Шифф презрительно усмехнулся и махнул рукой.
– Нет, вы мне все-таки скажите мне, сын мой Яков, – опять страдальчески спросил он, – что же на самом деле будет через пять лет после вашего с Лейбой декрета? Все-таки не скажете? И вы, Шая, тоже, я вижу, не скажете…
– Нет, почему же, рав Якоб, – возразил Голощёкин. – Я могу сказать…
– Так в чем же дело!
– Конечно, уважаемый рав Якоб, – начал Голощёкин, – вы очень даже за свои мысли правы. Но обратно ж не так все будет страшно. Да, я думаю, будет небольшой антисемитизм.
– Вот! – шлёпнул ладонью по колену Шифф. – Вот я об чем говорю! Поняли, в концов конце! Но только он будет очень большой, ваш антисемитизм. Такой большой, что больше не бывает! Больше вашего с Троцким декрета. Трупы евреев будут лежать в каждой помойной яме. Но и помоек не хватит, и будут тела братьев наших валяться прямо на улицах. И виноваты будете вы, Яков! – Шифф, распаляясь, ткнул пальцем в сторону Свердлова и едва не попал ему в пенсне. – Кому это будет выгодно? Кому это будет полезно? Кому? Это спрашиваю вас я, старый Якоб Шифф, который много повидал на своём веку, а ещё больше размышлял!..
– Однако… однако, рав Шифф, – проговорил Свердлов, отстраняясь на всякий случай назад. – И об том мы с товарищем Троцким тоже говорили, и Троцкий…
– Плохо! – перебил его Шифф. – Очень плохо вы думали! Вы совсем не умеете думать! Ни на один карат не умеете. Ну, и что там ещё надумал ваш дорогой товарищ Троцкий?
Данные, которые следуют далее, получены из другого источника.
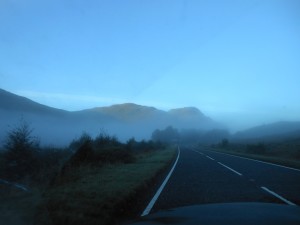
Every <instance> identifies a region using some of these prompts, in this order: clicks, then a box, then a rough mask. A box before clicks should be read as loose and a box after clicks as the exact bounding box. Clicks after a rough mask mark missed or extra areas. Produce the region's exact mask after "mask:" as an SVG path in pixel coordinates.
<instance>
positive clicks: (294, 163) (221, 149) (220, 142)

– М-м-м… Так я ж уже сказал, – недовольно проговорил Свердлов. – Вся власть у нас. Армия у нас в руках. Почти вся ЧК управляется нашими людьми. И мы уже сегодня душим антисемитизм в коляске… Я говорю – в колыбели. Уже сейчас Троцкий расстреливает каждого, кто…
– Ах, он расстреливает! – издевательски воскликнул Шифф. – Конечно! Он больше ничего не умеет. И ничего не любит. Он очень любит только кровь пускать – про то знает уже весь мир! Прямо Агицын-паровоз10 какой-то!.. Еврей должен быть скромным и тихим везде! В этом суть нашей власти. Потому что шумный и наглый еврей вызывает ненависть не к себе одному, а ко всему нашему народу! Грабит один Рабинович, а наказывают за это всех евреев.
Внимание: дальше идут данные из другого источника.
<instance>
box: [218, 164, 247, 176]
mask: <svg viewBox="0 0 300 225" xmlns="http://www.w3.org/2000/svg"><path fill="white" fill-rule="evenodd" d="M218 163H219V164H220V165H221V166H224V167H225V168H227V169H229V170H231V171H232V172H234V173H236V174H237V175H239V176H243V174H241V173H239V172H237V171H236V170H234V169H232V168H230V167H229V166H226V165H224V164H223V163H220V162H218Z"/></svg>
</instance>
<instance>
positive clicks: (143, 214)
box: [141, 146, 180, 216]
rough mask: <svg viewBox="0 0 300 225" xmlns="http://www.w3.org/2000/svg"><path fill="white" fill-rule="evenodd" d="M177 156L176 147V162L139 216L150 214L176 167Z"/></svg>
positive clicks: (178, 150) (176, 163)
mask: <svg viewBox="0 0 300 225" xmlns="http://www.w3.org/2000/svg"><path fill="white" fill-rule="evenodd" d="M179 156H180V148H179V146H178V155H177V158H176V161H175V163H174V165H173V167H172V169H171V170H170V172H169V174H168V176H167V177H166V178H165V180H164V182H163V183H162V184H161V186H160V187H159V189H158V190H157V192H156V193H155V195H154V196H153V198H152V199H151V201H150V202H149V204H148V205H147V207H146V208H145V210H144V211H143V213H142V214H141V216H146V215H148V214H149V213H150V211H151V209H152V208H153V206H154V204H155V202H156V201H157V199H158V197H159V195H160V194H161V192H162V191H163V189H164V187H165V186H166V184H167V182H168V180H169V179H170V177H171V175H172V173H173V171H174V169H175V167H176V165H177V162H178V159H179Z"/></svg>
Он перевёл дух. Потом взялся за стакан. Поставив на стол Свердлову пустой стакан, Шифф уже более мягко произнёс:
– Скажу вам так, дети мои. По-настоящему, ваш декрет нужен только твердолобым сионистам. Жаботинский и Герцль11, я знаю, станут очень довольные. Им как раз антисемитизм очень нужен, и как можно больше, и как можно страшнее, чтобы гнать напуганных евреев, словно овец, в Палестину… А теперь скажите мне за ваше правительство, за совнарком. Так-таки оно, в самом деле, наше, как вы заявляете?
– Ну, один-два человека в совнаркоме – так-сяк, – осторожно сказал Свердлов. – По сути, один только нарком против нас – Сталин.
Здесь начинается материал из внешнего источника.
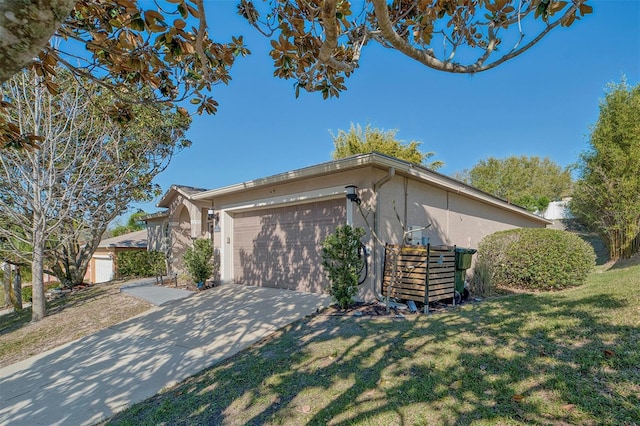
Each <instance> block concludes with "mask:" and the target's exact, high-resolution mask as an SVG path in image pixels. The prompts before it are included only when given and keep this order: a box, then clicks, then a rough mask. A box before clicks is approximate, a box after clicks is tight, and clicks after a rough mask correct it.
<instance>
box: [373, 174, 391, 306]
mask: <svg viewBox="0 0 640 426" xmlns="http://www.w3.org/2000/svg"><path fill="white" fill-rule="evenodd" d="M395 174H396V169H395V167H389V171H388V172H387V175H386V176H385V177H383V178H382V179H380V180H379V181H377V182H376V183H374V184H373V193H374V195H375V199H376V205H375V210H374V212H373V232H375V234H376V235H380V232H379V231H380V229H379V228H380V209H379V208H378V206H379V205H380V203H379V202H378V201H379V200H378V197H379V194H378V191H379V190H380V188H381V187H382V185H384V184H385V183H387V182H389V181H390V180H391V179H393V177H394V176H395ZM382 249H383V248H382V247H381V248H378V246H377V245H376V244H375V237H374V249H373V268H372V269H373V274H372V275H373V289H374V292H375V293H376V297H377V298H378V300H384V296H382V294H380V293H379V292H378V286H377V283H378V275H379V271H380V268H379V264H378V263H379V260H378V258H380V257H381V251H382Z"/></svg>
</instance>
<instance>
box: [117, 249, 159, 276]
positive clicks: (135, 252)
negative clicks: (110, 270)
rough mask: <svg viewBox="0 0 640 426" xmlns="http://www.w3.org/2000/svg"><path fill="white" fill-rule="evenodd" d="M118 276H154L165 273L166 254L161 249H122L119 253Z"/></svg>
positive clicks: (117, 257)
mask: <svg viewBox="0 0 640 426" xmlns="http://www.w3.org/2000/svg"><path fill="white" fill-rule="evenodd" d="M117 262H118V276H119V277H120V278H128V277H153V276H155V275H165V274H166V272H165V271H166V266H165V255H164V253H162V252H159V251H141V250H136V251H122V252H119V253H118V254H117Z"/></svg>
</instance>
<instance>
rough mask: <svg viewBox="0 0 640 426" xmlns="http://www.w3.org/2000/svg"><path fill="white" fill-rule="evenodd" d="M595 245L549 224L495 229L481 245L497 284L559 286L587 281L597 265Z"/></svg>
mask: <svg viewBox="0 0 640 426" xmlns="http://www.w3.org/2000/svg"><path fill="white" fill-rule="evenodd" d="M595 258H596V256H595V252H594V251H593V247H591V245H589V244H588V243H587V242H585V241H583V240H582V239H581V238H580V237H578V236H577V235H575V234H572V233H570V232H566V231H560V230H555V229H546V228H537V229H531V228H521V229H512V230H509V231H501V232H496V233H495V234H492V235H489V236H487V237H485V238H484V239H483V240H482V241H481V242H480V245H479V246H478V263H481V264H485V265H488V266H489V268H490V270H491V273H490V276H491V281H492V282H493V283H494V284H496V285H502V286H505V287H512V288H523V289H527V290H559V289H563V288H567V287H572V286H577V285H581V284H583V283H584V281H585V279H586V277H587V275H588V274H589V272H591V270H592V269H593V267H594V266H595Z"/></svg>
– Подробнее, – велел Шифф.
– Почти нечего рассказывать, – пожал плечами Свердлов. – Тупой, мрачный грузин. Вечно ходит со злой мордой. Верный пёс Ленина, хотя если рассвирепеет, то и хозяина может укусить. Это именно он ещё в девятьсот пятом году призвал сделать в нашей партии еврейский погром. И его даже не выгнали и не повесили на дереве, а наоборот, сделали сначала членом ЦК, а потом редактором газеты «Правда», а теперь наркомом национальностей. В Москве бывает редко, всё в разъездах. Мелкая личность. Так что как противника его можно вообще не учитывать.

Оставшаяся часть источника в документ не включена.